Sebuah simulasi kecil kehidupan yang kemungkinan besar akan saya lalui
dimulai. Istilah bekennya ‘koas’, kadang-kadang pakai embel-embel ‘dek’, kalau
pengen terhormat dikit bisa dipanggil dokter muda. Dimulailah perjalanan
pertama di dunia klinis setelah 3.5 tahun bergerumul dengan pasien-pasien
khayalan yang mempunyai nama serupa dengan diagnosis penyakit, menumpuk handout
hasil tugas baca teman setutor (atau tutor orang), akrab dengan flipchart
dengan tulisan ala kadarnya, dan mengasah keterampilan menghadapi pasien
bohongan yang sudah di skenario, atau paling banter teman sendiri.
Sekarang, semua hapalan yang mungkin sudah lama tak diulang itu harus
dibongkar lagi ketika diperlukan. Banyak ilmu klinis baru yang harus
dipelajari, dilatih. Bukan lagi dengan pasien-pasien sehat, atau pasien-pasien
kertas yang tidak akan rugi apa-apa kalau salah melakukan tindakan. Kehidupan
rumah sakit dimulai. Rata-rata masuk jam 7 pulang jam 4, jam normal kantoran.
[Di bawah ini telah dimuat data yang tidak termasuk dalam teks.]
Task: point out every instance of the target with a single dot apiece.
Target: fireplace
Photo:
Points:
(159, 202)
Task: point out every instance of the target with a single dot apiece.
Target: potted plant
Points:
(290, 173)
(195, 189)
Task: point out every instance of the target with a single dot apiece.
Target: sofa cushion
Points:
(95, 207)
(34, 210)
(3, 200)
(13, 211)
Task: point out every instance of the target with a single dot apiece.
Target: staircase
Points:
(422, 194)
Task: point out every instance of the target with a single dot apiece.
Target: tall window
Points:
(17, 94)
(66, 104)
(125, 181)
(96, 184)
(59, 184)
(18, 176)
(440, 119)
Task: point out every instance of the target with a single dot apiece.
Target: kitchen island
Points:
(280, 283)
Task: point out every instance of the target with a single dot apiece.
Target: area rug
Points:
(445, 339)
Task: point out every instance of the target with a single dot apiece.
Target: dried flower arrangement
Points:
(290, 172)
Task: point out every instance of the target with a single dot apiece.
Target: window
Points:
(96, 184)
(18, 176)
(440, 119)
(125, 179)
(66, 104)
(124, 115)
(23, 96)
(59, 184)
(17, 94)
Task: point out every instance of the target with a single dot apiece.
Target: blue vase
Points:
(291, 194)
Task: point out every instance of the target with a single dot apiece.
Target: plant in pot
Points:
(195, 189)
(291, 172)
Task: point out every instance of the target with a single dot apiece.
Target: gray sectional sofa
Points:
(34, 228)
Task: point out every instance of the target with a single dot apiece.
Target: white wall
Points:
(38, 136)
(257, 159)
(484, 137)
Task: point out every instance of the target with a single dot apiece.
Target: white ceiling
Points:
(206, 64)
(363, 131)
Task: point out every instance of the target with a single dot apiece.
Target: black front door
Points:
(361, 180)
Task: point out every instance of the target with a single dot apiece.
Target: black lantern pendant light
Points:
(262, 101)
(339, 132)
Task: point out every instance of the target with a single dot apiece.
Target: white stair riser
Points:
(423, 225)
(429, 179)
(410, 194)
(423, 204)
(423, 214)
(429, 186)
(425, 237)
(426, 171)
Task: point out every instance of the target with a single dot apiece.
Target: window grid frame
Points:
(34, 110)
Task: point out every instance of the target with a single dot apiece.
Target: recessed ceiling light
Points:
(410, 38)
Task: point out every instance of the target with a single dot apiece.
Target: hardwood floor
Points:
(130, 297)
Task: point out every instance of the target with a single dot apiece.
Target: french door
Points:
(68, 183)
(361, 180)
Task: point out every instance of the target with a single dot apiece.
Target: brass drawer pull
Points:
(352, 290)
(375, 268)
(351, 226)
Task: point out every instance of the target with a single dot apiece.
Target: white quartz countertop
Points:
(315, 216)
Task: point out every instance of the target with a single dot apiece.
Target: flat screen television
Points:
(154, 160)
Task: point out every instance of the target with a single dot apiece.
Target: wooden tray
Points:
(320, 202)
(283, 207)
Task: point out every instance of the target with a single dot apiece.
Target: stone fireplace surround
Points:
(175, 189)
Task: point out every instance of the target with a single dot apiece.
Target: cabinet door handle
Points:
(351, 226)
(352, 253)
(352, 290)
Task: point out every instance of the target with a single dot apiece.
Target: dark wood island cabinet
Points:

Beberapa departemen punya gaya masing-masing, bisa masuk jam 5 pagi, atau bisa
pulang jam 1 siang, atau malah pulang setelah matahari lama tenggelam.
Pernah sekali waktu, saya berada unit gawat darurat selama hampir 36
jam dan dilanjutkan 9 jam besoknya setelah sempat mengistirahatkan tubuh di
kosan semalaman. Capek? Ya iyalah, semua koas memang harus merasakan pengalaman
36 jam tertahan di rumah sakit minimal sekali seminggu, meski ada akan ada
waktu untuk makan, solat, mandi dan istirahat alakadarnya. Kalau denger cerita
residen (dokter yang lagi ngambil program spesialis panggilanya residen), perjuangannya lebih mati-matian lagi. Secara
profesi mereka adalah asisten konsulen (dokter yang udah spesialis), dan koas
adalah asisten dari residen, jadi emang koas itu adalah asistennya asisten.
Tapi para residen ini yang secara langsung memberi intruksi tindakan pada
pasien setelah konsultasi pada konsulennya, dan koas sedia kaki tangan untuk
siap-siap asistensi ini-itu sambil curi-curi belajar dari tindakan yang
dilakukan residen. Kalau beruntung bisa dapat bimbingan dari residen yang baik
hati.
Setelah wara-wiri menangani pasien IGD sambil terus memantau
perkembangan pasien, nah saatnya para residen sibuk dengan status-status yang
harus ditulis dengan tulisan tangan, berlembar-lembar pula, mengertilah saya
selain kenapa tulisan dokter makin lama makin gak jelas. Perjuangan ini yang
sebenarnya sudah terlihat gak manusiawi lagi, emang harus dilakukan para dokter
residen untuk profesinya. Kita para koas?
Ya mirip-mirip begitu sih, tapi masih lebih manusiawi sepertinya.